If you are receiving, or planning to receive, a pension then this quick fact sheet may prove useful. It is, though, aimed at those who have pension fund savings in a UK based scheme.
If your pension is held in another jurisdiction, do remember that these points may not necessarily apply to you.
– You should be able to receive your state and/or private pension payments directly into your expat bank account overseas without penalty.
– At the age of 50 (rising to 55 from 2010) you may be able to take up to 25% of your private pension savings out as a tax-free sum.- Currently under UK laws, you cannot freely access your pension in total without severe taxation penalties.
– When working you can make additional payments into both the state and your private or occupational pensions. This can offer benefits at retirement time.
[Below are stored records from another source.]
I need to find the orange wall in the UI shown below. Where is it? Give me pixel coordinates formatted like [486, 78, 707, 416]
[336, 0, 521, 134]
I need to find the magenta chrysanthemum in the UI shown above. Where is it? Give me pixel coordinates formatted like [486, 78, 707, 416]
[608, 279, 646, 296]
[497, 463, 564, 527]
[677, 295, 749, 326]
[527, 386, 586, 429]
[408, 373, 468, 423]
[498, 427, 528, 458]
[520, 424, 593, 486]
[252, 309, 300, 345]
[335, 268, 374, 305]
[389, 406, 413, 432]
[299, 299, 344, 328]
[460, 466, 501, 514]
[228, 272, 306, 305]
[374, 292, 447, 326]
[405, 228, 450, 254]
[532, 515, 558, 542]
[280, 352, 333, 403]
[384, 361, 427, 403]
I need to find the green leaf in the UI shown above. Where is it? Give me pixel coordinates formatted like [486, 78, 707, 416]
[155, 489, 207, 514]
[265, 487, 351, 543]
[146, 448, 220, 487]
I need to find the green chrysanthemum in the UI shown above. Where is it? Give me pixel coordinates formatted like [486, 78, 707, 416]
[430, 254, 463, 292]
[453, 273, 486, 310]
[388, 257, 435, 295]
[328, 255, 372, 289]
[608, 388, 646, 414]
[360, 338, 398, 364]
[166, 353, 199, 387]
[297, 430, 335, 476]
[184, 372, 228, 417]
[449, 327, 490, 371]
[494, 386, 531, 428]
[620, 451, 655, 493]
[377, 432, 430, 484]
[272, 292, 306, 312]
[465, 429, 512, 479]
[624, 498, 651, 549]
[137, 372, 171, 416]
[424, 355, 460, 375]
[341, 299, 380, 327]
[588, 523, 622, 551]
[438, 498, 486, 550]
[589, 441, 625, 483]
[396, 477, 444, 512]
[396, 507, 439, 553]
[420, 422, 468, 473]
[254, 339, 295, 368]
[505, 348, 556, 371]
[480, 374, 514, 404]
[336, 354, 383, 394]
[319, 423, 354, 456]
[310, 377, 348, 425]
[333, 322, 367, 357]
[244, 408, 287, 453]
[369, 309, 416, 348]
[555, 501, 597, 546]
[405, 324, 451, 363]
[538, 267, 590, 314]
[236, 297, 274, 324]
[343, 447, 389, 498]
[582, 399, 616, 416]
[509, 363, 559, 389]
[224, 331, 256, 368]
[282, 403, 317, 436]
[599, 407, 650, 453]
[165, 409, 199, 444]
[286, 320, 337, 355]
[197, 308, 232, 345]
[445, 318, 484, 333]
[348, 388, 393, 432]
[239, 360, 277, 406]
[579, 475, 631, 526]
– You can, under 2006 QROPS legislation, move your pension funds overseas to your new country of residence or a third country – whichever is most advantageous to you. Please see our separate QROPS articles for more detail.
– Under most UK pension schemes, even if taking a 25% early withdrawal at age 55, a male will need to live to around 75 or older before they will have recovered in regular pension income what they have paid in over the years.
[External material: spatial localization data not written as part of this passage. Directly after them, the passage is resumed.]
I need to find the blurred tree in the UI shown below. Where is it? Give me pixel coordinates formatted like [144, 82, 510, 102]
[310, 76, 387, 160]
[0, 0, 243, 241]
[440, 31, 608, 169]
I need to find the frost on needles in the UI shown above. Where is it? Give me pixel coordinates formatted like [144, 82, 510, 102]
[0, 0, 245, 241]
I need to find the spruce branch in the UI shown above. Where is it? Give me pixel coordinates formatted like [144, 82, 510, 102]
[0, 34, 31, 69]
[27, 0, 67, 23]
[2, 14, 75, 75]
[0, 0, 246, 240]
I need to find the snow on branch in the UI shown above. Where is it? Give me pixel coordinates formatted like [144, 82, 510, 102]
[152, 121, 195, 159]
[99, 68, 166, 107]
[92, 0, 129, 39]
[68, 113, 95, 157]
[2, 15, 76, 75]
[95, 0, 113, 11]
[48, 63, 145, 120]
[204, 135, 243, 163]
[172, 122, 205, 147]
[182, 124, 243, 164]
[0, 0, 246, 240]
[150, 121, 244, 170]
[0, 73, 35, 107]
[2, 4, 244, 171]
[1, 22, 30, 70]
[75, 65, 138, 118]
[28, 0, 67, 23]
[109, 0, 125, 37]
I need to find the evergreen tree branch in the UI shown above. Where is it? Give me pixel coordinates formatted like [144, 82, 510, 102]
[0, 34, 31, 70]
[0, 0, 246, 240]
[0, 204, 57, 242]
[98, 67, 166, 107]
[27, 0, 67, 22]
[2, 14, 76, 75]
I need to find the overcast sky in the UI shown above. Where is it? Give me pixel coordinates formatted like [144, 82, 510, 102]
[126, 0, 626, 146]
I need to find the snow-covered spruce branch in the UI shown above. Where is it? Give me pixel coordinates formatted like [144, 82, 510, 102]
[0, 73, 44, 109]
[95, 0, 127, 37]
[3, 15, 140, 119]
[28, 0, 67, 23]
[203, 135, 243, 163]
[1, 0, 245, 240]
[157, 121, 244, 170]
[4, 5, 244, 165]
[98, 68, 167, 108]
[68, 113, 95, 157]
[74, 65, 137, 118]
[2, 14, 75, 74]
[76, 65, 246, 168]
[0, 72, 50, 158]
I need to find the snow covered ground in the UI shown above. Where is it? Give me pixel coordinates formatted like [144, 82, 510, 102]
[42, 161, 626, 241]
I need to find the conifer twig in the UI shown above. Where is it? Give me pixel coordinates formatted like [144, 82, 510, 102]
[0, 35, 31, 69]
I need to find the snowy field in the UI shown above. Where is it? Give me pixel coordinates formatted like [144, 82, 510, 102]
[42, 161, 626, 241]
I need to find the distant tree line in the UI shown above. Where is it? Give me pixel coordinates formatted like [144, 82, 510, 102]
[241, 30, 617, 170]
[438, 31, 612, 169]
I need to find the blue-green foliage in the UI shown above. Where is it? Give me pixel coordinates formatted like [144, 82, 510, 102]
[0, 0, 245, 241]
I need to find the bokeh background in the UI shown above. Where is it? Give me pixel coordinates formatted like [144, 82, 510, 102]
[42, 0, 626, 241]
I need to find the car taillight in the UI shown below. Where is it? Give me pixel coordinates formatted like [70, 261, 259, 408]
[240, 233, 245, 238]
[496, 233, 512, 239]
– Your ability to pass on to your family any surplus amounts in your scheme after your death may be very limited – check with your scheme’s administrators for details.
– Getting pension income in one currency while living in a different country can sometimes be advantageous but equally can sometimes be a problem. If Sterling is weak the value of your monthly income will be reduced in local terms. If Sterling is strong then the reverse can be true. This can sometimes be hard to manage and plan around.
– Pension funds in any country can at times prove vulnerable to market forces or illegal activities as some UK and other international cases have shown. Be careful before you choose your scheme and always see what state or association guarantees are in place to cover any unforeseen eventualities.
– Finally, always seek professional and independent advice before making decisions with regard to your pensions. Preferably speak to 2-3 advisers to get a broad picture of options as even professionals may not always agree on what is the best option for your circumstances.